NameError: name 'rescaled_x' is not defined

These are not as easy to interpret, as all else being equal each coefficient adds not to the output value of the linear regression (e.g. minutes spent per day) but to the input of the logistic function. We can say qualitative things based on the positive or negative impact, but otherwise we are looking for the logistic output to tell us the likelihoods.

In [10]:
# Goodness of Fit
# we can use the test data we held back from the model. We can assume that we predict a paid account whenever the 
# probability exceeds 0.5

true_positives = false_positives = true_negatives = false_negatives = 0 # never seen this instantiation methode before. I like it.
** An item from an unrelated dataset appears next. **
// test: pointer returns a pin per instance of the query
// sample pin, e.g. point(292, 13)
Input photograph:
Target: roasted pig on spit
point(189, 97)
for x_i, y_i in zip(x_test, y_test):
    predict = logistic(dot(beta_hat, x_i))
    
    if y_i == 1 and predict >= 0.5:
        true_positives += 1
        
    elif y_i == 1:
        false_negatives += 1
        
    elif predict >= 0.5:
        false_positives += 1
    else:
        true_negatives += 1
        
    # this is so elegant. My intuition tells me there are lots of ways to increment the predictions but damn this is a goodun
    

precision = true_positives / (true_positives + false_positives)
recall = true_positives / (true_positives + false_negatives)



NameError: name 'x_test' is not defined

## Support Vector Machines

Support vector machines find the hyperplane which maximizes the distance to the nearest point in each class. Said more simply, it separates our data most efficiently into the binary categorization that we care about. Data might not be able to be perfectly separated by a single plane, but if we move the data to higher dimensional space it might be. See the book for pretty pictures of this.  

## This concludes Chapter 16

Further exploration in scikit-learn, which has modules for linear regression and support vector machines, and libsvm, which is the support vector machine scikit-learn is using under the hood. See it's documentation for more info.